Shake Block Cutter – – Helicopter Timber Salvage – Tales from the Frontlines

Welcome to beach combing 101. We will be salvaging driftwood from beaches and making it into valuable roofing products; western red cedar shakes. Not all of the driftwood on a beach is good for making handsplit cedar shakes. We will have to search through it, identifying the different tree species, and selecting only the red cedar. Not only that, but we must find pieces of red cedar, known as slabs, that are strips of very large cedar trees. This will give us the quality of wood that is needed for the making of handsplit shakes.
All of the driftwood behind me, on this beach, is the result of logging. Trees are harvested, transported to the ocean, then through the ocean via log booms or log carrying barges. Occasionally this harvested wood slips out of the log boom or, or falls off the log carrying barge, floats around at the whim of the tide and currents, and finally ends up here. On the beach.

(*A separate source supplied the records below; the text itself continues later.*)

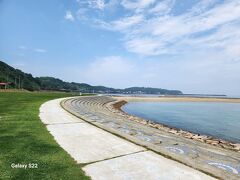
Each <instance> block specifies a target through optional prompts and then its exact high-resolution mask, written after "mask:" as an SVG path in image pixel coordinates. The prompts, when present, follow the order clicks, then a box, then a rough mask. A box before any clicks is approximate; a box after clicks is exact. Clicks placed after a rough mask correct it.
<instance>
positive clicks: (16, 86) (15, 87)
mask: <svg viewBox="0 0 240 180" xmlns="http://www.w3.org/2000/svg"><path fill="white" fill-rule="evenodd" d="M14 84H15V89H17V78H16V76H15V83H14Z"/></svg>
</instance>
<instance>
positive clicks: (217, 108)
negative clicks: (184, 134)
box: [122, 102, 240, 143]
mask: <svg viewBox="0 0 240 180" xmlns="http://www.w3.org/2000/svg"><path fill="white" fill-rule="evenodd" d="M122 109H123V110H124V111H125V112H127V113H129V114H132V115H135V116H139V117H142V118H145V119H148V120H152V121H154V122H157V123H161V124H164V125H167V126H170V127H174V128H178V129H182V130H187V131H190V132H193V133H198V134H204V135H209V136H212V137H215V138H220V139H224V140H228V141H231V142H237V143H240V103H220V102H217V103H216V102H130V103H128V104H126V105H125V106H123V108H122Z"/></svg>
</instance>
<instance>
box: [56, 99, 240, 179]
mask: <svg viewBox="0 0 240 180" xmlns="http://www.w3.org/2000/svg"><path fill="white" fill-rule="evenodd" d="M117 98H118V100H116V99H117ZM154 99H155V101H159V100H161V101H162V100H163V99H161V98H154ZM169 99H170V98H167V99H166V98H164V100H165V101H166V100H169ZM171 99H172V100H175V101H176V98H171ZM193 99H194V100H197V99H199V98H196V99H195V98H193ZM193 99H191V102H192V100H193ZM130 100H135V101H136V100H141V101H143V100H147V101H149V100H152V98H136V97H115V98H113V97H109V96H95V97H81V98H73V99H69V100H67V101H63V102H62V103H61V104H62V107H64V109H66V110H67V111H68V112H70V113H72V114H74V115H75V116H77V117H79V118H81V119H83V120H85V121H87V122H89V123H90V124H92V125H94V126H96V127H99V128H101V129H103V130H105V131H107V132H110V133H112V134H114V135H117V136H118V137H121V138H124V139H126V140H128V141H130V142H132V143H134V144H137V145H140V146H142V147H144V148H146V149H148V150H152V151H154V152H156V153H158V154H160V155H163V156H164V157H167V158H170V159H174V160H176V161H178V162H181V163H183V164H185V165H187V166H190V167H193V168H194V169H197V170H200V171H202V172H205V173H207V174H211V175H212V176H214V177H217V178H219V179H221V178H224V179H238V178H239V175H238V174H239V171H238V166H237V165H238V164H239V160H240V154H239V151H240V145H239V144H236V143H231V142H227V141H224V140H219V139H214V138H212V137H209V136H205V135H199V134H194V133H190V132H187V131H183V130H177V129H174V128H171V127H166V126H163V125H161V124H158V123H153V122H151V121H149V120H146V119H142V118H139V117H136V116H132V115H129V114H127V113H125V112H123V111H120V110H119V108H120V107H121V106H122V105H123V104H124V103H126V101H128V102H130ZM178 100H179V99H178ZM181 100H184V99H181ZM188 100H190V99H188ZM211 100H212V99H211ZM220 177H221V178H220Z"/></svg>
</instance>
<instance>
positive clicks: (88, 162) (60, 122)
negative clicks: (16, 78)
mask: <svg viewBox="0 0 240 180" xmlns="http://www.w3.org/2000/svg"><path fill="white" fill-rule="evenodd" d="M61 100H63V99H57V100H52V101H48V102H46V103H44V104H43V105H42V106H41V108H40V115H39V116H40V118H41V120H42V122H43V123H44V124H46V126H47V129H48V130H49V132H50V133H51V134H52V135H53V136H54V138H55V140H56V141H57V142H58V144H59V145H60V146H61V147H62V148H63V149H65V150H66V151H67V152H68V153H69V154H70V155H71V156H72V157H73V158H74V159H75V160H76V161H77V163H80V164H85V166H84V167H83V170H84V171H85V172H86V174H87V175H89V176H90V177H91V178H92V179H96V180H101V179H102V180H103V179H104V180H106V179H109V180H113V179H114V180H115V179H124V180H126V179H137V180H141V179H148V180H151V179H184V180H188V179H189V180H194V179H196V180H197V179H204V180H205V179H206V180H207V179H214V178H212V177H210V176H208V175H206V174H204V173H202V172H199V171H197V170H195V169H192V168H190V167H188V166H185V165H183V164H181V163H178V162H176V161H173V160H170V159H167V158H165V157H163V156H160V155H158V154H156V153H154V152H152V151H150V150H147V149H145V148H143V147H141V146H138V145H135V144H133V143H131V142H129V141H127V140H125V139H122V138H120V137H117V136H115V135H113V134H111V133H109V132H106V131H104V130H102V129H100V128H98V127H96V126H93V125H91V124H89V123H88V122H86V121H83V120H81V119H79V118H77V117H75V116H73V115H71V114H69V113H68V112H66V111H65V110H64V109H62V108H61V106H60V102H61Z"/></svg>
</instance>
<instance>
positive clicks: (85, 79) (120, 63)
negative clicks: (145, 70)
mask: <svg viewBox="0 0 240 180" xmlns="http://www.w3.org/2000/svg"><path fill="white" fill-rule="evenodd" d="M134 71H135V64H134V63H131V62H130V61H129V60H128V59H124V58H122V57H119V56H109V57H102V58H97V59H96V60H94V61H93V62H92V63H91V64H90V65H89V66H88V67H86V68H85V69H84V70H83V72H84V73H82V76H83V77H82V78H83V79H85V80H86V81H87V82H91V83H92V84H95V85H100V84H101V85H103V84H104V85H106V86H115V87H124V86H125V85H126V83H127V82H130V79H131V78H133V79H134V77H131V75H132V73H134ZM78 72H79V70H78ZM103 82H104V83H103Z"/></svg>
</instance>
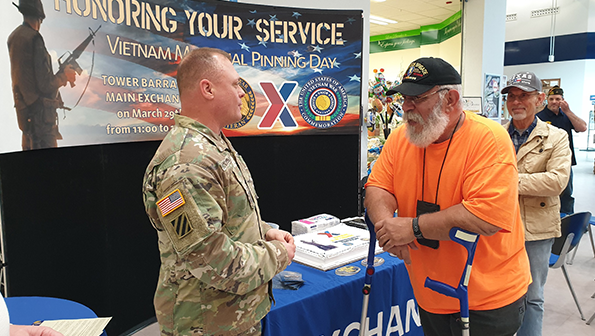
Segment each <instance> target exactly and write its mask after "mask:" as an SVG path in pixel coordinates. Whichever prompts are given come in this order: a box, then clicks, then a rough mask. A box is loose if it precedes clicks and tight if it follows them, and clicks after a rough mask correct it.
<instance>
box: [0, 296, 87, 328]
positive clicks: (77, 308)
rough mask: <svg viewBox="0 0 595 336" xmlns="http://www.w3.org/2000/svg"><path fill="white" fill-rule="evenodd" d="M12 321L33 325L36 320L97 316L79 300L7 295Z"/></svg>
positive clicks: (8, 303)
mask: <svg viewBox="0 0 595 336" xmlns="http://www.w3.org/2000/svg"><path fill="white" fill-rule="evenodd" d="M4 300H5V301H6V307H7V308H8V314H9V315H10V323H12V324H22V325H31V324H33V322H36V321H43V320H63V319H74V318H77V319H79V318H95V317H97V315H96V314H95V312H93V310H91V309H90V308H88V307H87V306H85V305H82V304H80V303H78V302H74V301H70V300H64V299H58V298H51V297H40V296H15V297H7V298H6V299H4Z"/></svg>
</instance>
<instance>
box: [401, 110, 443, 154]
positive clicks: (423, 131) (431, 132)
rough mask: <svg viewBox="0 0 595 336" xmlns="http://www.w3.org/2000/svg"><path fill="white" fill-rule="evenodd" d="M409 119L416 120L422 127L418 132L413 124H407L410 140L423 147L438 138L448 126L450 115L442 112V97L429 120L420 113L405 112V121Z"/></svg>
mask: <svg viewBox="0 0 595 336" xmlns="http://www.w3.org/2000/svg"><path fill="white" fill-rule="evenodd" d="M409 120H411V121H415V122H416V123H418V125H419V126H421V127H422V130H421V131H420V132H416V131H415V128H414V127H413V126H409V124H407V138H408V139H409V142H411V143H412V144H414V145H415V146H417V147H421V148H426V147H428V146H429V145H431V144H432V143H434V142H435V141H436V140H438V138H440V136H441V135H442V134H443V133H444V130H445V129H446V126H448V116H447V115H446V113H443V112H442V99H440V100H439V101H438V102H437V103H436V105H434V107H433V108H432V111H431V112H430V115H429V116H428V120H427V121H424V120H423V118H422V117H421V115H419V114H418V113H414V112H403V121H405V122H407V121H409Z"/></svg>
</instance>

As you can see behind me that driftwood comes in all shapes and sizes. Much of it is ground up on the beach from the constant wave action. This makes some of it difficult to identify. Some has been here for years, while other wood is just arriving now. The extreme high tides of winter shifts wood from one beach to another.
A rocky or pebble beach is preferred as embedded sand from a sandy beach can make chainsawing the driftwood difficult. Some beaches contain a large amount of salvageable wood, others contain none. Much of it is luck, and whether someone else has salvaged the beach before you got there.
This item may or may not be western red cedar. When salvaging it I will cut into it and sample the smell of the wood to be sure. Showing a wide grain and a few knots, this item does not look too promising. I may be able to get two twenty-four inch slices from it, between the knots and other defects.
This item is certainly western red cedar and is a short slab from a very large tree. One end is slightly checked, or cracked, but the other shows signs of promise. Before cutting I will lift it from the sand and remove any chainsaw dulling sand and gravel.
When beach combing one does not only find driftwood. All sorts of floating debris washes up on beaches, such as this piece of styro foam and this bouncy ball. I am sure you have heard of the rash of human feet inside shoes that have been washing up on beaches in the area around Vancouver, BC, Canada. Much of what you find is simply garbage, but sometimes you get lucky, or unlucky in the case of the human feet.
This item, the most promising yet on this beach, is typical of what we are looking for. It may look like a small tree but in reality it is a strip of a cedar tree that could be over 1000 years old. Virtually free of defects, this piece will almost certainly yield an adequate amount of fine handsplit cedar shakes.
This fine specimen is long, straight and free of defects. Unfortunately it is yellow cedar, or sometimes known as cypress. Yellow cedar only grows at higher altitudes and is most likely from the central Vancouver island region. Generally stringy and tough to split, this piece is better suited to be cut up into lumber using a band saw mill. The rope attached indicates that it has already been claimed by another beach comber. The unwritten rule clearly states that if a rope is attached, holding it to the shore, the piece is already spoken for. The logistics of getting this piece to a saw mill is far more difficult than salvaging the small and easy to handle cedar blocks used when producing hand split shakes. When trying to tell the difference between red and yellow cedar, remember this; sometimes red cedar can appear yellowish. If its yellow and you cant tell the difference, then its red cedar. Yellow cedar is a very distinctive yellow and cannot be confused with red cedar.